When the winds are blowing out of the North, against the direction of the flow of the Gulf Stream, it is very easy to tell when you have reached its magical waters. The waves will build high and break in steep fashion and the crossing will be miserable!
If the winds are blowing from the South, with the direction of the flow of the Gulf Stream, it will be much less noticeable. When the wind and current is going in the same direction, the Gulf Stream can be rather hard to denote.
One of the biggest ways to tell that you are in its waters is your position will not match up with your dead reconing because the current will cause you to drift north as you move east. On a GPS display, you will note a deviation between the heading of the yacht and your course over ground. As you are pointing East, yet moving slightly North-East.
This is all well and fine, but it takes navigational equipment to identify the stream. What about a method that may seem out of place on a cruising yacht? What about water temperature?
The waters along the east coast of the United States will usually be in the range of 60F to 75F. The Gulf Stream on the other hand will typically be well above 80F. By measuring the water temperature, you can easily discern when you have actually entered the stream and also tell when you have exited the other side of the stream.
Having a salt water plumbing setup makes this job much easier, as you can simply fill a glass with sea water in the galley and let the thermometer do its thing!
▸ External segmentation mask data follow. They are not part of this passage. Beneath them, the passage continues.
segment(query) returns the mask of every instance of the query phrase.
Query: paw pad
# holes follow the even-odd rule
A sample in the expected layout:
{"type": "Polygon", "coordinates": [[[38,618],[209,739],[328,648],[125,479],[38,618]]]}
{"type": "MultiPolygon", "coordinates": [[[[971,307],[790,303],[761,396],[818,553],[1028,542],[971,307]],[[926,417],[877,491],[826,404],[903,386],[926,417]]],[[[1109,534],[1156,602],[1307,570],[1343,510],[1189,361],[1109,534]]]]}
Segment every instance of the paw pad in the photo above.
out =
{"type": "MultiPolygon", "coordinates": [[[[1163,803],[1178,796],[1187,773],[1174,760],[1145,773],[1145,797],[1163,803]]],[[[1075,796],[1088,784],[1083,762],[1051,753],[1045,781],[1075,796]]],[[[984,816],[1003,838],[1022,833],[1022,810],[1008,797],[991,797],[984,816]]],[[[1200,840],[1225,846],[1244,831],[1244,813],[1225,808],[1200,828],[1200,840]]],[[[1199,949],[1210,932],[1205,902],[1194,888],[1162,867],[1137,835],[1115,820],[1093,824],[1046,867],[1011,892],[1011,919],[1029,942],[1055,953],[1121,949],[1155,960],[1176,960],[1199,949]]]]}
If you do not have the luxury of salt water plumbing, you could also pull up a bucket of sea water every now and again to measure the temperature of the water you are passing through.
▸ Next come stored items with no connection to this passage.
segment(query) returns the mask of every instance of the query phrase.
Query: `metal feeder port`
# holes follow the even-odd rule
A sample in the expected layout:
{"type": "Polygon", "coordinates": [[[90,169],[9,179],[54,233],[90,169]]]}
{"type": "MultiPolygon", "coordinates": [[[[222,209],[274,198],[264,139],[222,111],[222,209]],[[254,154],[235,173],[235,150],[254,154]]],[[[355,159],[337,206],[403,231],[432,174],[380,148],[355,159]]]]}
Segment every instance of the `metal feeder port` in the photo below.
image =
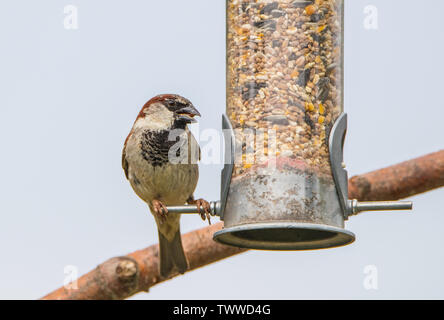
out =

I would caution against towing a thermometer behind you for a few reasons. First, a fish might find it to be an intriguing morsel and it might get bitten off its tow line. Second, the tow line could also break. Both of these scenarios involve you losing your thermometer, in which case you would no longer be able to accurately measure the water temperature. The other problem with losing your thermometer is they tend to contain plastic components which would break down and add to the already significant plastic pollution problem in the oceans.
For these reasons, I would highly recommend that you pull sea water into your boat and measure the water temperature in the safety and security of your yacht.
The Gulf Stream can be a tame river in the ocean that you innocuously pass over or a nightmare, all depending on the winds and how they interact with the current. Be sure to cross the Gulf Stream only when the wind is blowing with the current. Otherwise, as others have told me "Add 20 knots to whatever the forecasted wind speed is, that's what it will be like out there."